Since most of the vendors have exactly the same wares, shopping around for the best pre-bargaining price is an important part of the experience if you don’t want to be ripped off. Kimmy’s goal that day was to find a Kikoy that she could take with her as a reminder of her trip and use as a shawl to keep warm. Plus, as a traditional Kenyan item, it made for an easily packable souvenir. With the exception of one guy who thought that we were stupid wazungu (white people), we were quoted the exact same price by everyone – 350 Ksh.

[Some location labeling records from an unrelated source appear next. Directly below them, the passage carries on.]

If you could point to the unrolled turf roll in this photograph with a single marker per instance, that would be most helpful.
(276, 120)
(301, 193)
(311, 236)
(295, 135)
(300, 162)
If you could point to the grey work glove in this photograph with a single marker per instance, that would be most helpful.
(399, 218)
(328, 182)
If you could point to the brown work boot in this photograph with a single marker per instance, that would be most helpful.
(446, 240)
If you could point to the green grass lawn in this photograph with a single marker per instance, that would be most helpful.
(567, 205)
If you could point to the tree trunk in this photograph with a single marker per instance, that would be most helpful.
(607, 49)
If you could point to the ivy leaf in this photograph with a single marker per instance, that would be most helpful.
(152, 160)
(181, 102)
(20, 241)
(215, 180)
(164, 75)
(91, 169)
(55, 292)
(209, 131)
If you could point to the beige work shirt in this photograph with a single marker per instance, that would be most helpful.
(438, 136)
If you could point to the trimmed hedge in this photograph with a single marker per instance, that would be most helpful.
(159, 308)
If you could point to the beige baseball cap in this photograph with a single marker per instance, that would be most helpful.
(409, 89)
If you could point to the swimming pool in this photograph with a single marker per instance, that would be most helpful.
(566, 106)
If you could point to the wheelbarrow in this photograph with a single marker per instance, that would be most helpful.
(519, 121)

In the end, we headed back to the very first “shop” for Kimmy’s Kikoy and began the process of convincing the owner that we weren’t going to pay such an outrageous price for our treasure. (Note that these cost about two and a half times that in the shops.) The seller refused to budge below 300 Ksh saying that if she went any lower she would not be making any money off our purchase. Since neither party wanted to move, we left the stall and headed for the next one up the aisle where we found a lovely light blue Kikoy. This time, the sales boy was willing to let us have it for 275 Ksh – a compromise that made us feel that we were at least getting a bit of a deal.
Since we all know that I am unable to go into any shopping venue without buying something, I purchased a really pretty beaded reindeer to match the beaded Christmas tree I bought last time. Beaded animals and other “tchakis” (as Mr. Net called them) are very popular here. Indeed, I’m thinking about buying an entire menagerie before my time in Kenya is up. Hubby, I’m sure, will object.
The sad conclusion to this story is that while we were enjoying a cup of tea, we somehow lost Kimmy’s Kikoy. I felt horrible (and still do) as we ran all over the food court looking for it, only to realize that someone else had walked away with our hard won treasure.
So Henry the Reindeer is my souvenir from the Masai Market this week. But someone out there has a bad karma Kikoy that I hope will bring them nothing but sorrow since it has made our new friend Kimmy so sad to see it go.